Leverage Scores

Given a datamatrix $A \in \mathbb R^{m \times n}$. Let $a_i \in \mathbb R^n$ be the $i$th row of $A$.

$\min_x \|x\|_2 \text{ s.t. } a_i^T = x^T A$

Note that given $U$, where the columns of $U$ are an orthonormal basis for the column space of $A$, the $i$th leverage score is the L2 norm of the $i$th row of this matrix. This can be easily seen as follows:

Compute the SVD of $A$ as $A = U S V^T$, then we have $x = a_i^T V S^{-1} U^T$, so

$\begin{align*} \|x\|_2^2 &= x^T x\\ &= a_i^TUS^{-1}U^T U S^{-1} V^Ta_i\\ &= a_i^T VS^{-1}S^{-1} V^Ta_i\\ &= u_i^TS S^{-1}S^{-1} S u_i \\ &= \|u_i\|_2^2 \end{align*}$

Because $a_i^T V = u_i^T S$, where $U = \begin{bmatrix}u_1^T\\ u_2^T \\ \vdots \\ u_m^T \end{bmatrix}$ .

Experiments

Unequal sized balls

I wanted a simple example to understand how these scores work. So, I generated 10 well separated Gaussian balls of sizes: 100, 200, 300,…,1000. In this case, I would like the sampling probability (i.e. the leverage score) to be decreasing as the size of the balls increases. In other words, there should be high probability of sampling from the small ball, and low probability of sampling from the large ball.

When these balls are in 10 dimensions, this is exactly what we observe in the following MATLAB code:

rng(3)
% Make some well separated Gaussian balls. 
dim = 10;
num_of_balls = 10;
sigma_0 = .0002;
X = [];
for i =1:num_of_balls,
    X = [X; mvnrnd(10*rand(1,dim), diag(sigma_0*ones(dim,1)), i*100)];
end

% Compute Leverage Scores
[U S V] = svd(X,0);
taus =  sqrt(sum(U.^2,2));

figure(1);
plot(taus);
ylabel('Leverage Score')

dim10 So, on every ball, the leverage scores are very similar. Bigger balls have smaller leverage scores. This seems like a great way to sample.
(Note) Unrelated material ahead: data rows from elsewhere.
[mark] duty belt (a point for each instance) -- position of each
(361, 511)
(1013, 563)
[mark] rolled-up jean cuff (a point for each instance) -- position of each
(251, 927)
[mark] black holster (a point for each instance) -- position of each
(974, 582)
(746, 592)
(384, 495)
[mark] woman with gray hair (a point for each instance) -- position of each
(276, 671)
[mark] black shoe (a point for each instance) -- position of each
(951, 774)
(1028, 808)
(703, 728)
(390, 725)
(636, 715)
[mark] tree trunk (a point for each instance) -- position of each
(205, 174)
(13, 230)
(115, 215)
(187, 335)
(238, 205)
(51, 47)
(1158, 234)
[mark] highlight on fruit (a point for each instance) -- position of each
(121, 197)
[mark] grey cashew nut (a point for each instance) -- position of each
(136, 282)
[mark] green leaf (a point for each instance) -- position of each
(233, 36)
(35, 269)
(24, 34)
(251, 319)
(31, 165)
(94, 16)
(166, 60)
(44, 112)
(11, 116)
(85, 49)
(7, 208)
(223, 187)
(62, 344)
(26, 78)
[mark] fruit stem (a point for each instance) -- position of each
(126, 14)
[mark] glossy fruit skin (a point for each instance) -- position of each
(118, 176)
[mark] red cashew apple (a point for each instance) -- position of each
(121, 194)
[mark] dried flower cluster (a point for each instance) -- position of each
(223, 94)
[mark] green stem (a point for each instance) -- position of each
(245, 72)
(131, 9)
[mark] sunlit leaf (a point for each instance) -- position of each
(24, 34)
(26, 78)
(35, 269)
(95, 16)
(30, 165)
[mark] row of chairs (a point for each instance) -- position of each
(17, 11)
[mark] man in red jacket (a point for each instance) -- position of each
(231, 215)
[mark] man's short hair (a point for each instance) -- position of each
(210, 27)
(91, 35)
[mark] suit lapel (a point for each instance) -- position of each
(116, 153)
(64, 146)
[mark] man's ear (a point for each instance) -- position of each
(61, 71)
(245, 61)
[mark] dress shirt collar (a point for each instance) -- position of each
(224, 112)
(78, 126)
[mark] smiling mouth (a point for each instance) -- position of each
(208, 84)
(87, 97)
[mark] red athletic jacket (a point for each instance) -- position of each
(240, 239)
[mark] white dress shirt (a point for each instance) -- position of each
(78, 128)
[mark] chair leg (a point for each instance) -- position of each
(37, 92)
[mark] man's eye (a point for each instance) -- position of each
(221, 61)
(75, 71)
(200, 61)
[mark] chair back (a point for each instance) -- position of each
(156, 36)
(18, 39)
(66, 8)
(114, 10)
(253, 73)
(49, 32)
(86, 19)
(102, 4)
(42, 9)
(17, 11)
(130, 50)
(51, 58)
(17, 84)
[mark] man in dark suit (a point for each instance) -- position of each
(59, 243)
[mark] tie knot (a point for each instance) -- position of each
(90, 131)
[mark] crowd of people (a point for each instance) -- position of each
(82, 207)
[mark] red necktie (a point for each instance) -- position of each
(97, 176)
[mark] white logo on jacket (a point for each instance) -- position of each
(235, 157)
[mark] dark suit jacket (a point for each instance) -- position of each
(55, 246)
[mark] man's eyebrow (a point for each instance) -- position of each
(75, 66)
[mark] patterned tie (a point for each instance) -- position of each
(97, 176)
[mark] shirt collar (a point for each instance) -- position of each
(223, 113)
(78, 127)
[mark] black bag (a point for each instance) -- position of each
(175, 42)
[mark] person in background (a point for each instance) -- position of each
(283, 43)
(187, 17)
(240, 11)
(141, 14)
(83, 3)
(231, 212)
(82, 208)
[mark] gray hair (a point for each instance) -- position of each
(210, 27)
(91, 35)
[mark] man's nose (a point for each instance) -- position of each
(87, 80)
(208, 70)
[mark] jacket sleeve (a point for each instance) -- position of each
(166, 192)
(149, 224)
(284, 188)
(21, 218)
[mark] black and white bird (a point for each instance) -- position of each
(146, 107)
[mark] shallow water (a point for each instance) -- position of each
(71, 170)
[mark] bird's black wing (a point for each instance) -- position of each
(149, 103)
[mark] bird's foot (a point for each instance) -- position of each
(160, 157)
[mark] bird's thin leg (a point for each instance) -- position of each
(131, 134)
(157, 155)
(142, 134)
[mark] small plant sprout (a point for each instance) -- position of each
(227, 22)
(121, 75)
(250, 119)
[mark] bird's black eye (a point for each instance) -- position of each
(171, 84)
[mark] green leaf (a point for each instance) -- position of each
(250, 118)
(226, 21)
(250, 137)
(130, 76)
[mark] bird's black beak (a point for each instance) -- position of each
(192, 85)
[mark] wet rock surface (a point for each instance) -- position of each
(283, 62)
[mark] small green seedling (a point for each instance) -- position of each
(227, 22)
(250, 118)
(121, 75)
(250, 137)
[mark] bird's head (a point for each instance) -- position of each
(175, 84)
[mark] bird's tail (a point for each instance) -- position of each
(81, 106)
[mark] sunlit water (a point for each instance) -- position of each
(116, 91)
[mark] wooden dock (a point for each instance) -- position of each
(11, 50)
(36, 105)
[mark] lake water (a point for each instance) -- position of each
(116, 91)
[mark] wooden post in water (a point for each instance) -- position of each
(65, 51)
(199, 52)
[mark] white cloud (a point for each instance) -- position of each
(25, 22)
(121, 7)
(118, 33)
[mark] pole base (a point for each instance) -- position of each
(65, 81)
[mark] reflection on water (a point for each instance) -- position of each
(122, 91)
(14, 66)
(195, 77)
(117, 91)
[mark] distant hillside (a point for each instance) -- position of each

However, when I increase the dimension (i.e. set dim=100 in the code), things don’t look as nice:

dim100

I suppose this is just because every ball has outliers, and the leverage score is large on those outliers. In some sense, every point is an outlier in high dimensions. That being said, if my goal is to sample from the small clusters with higher probability than the large clusters, it does not seem like I would want to sample according to this score.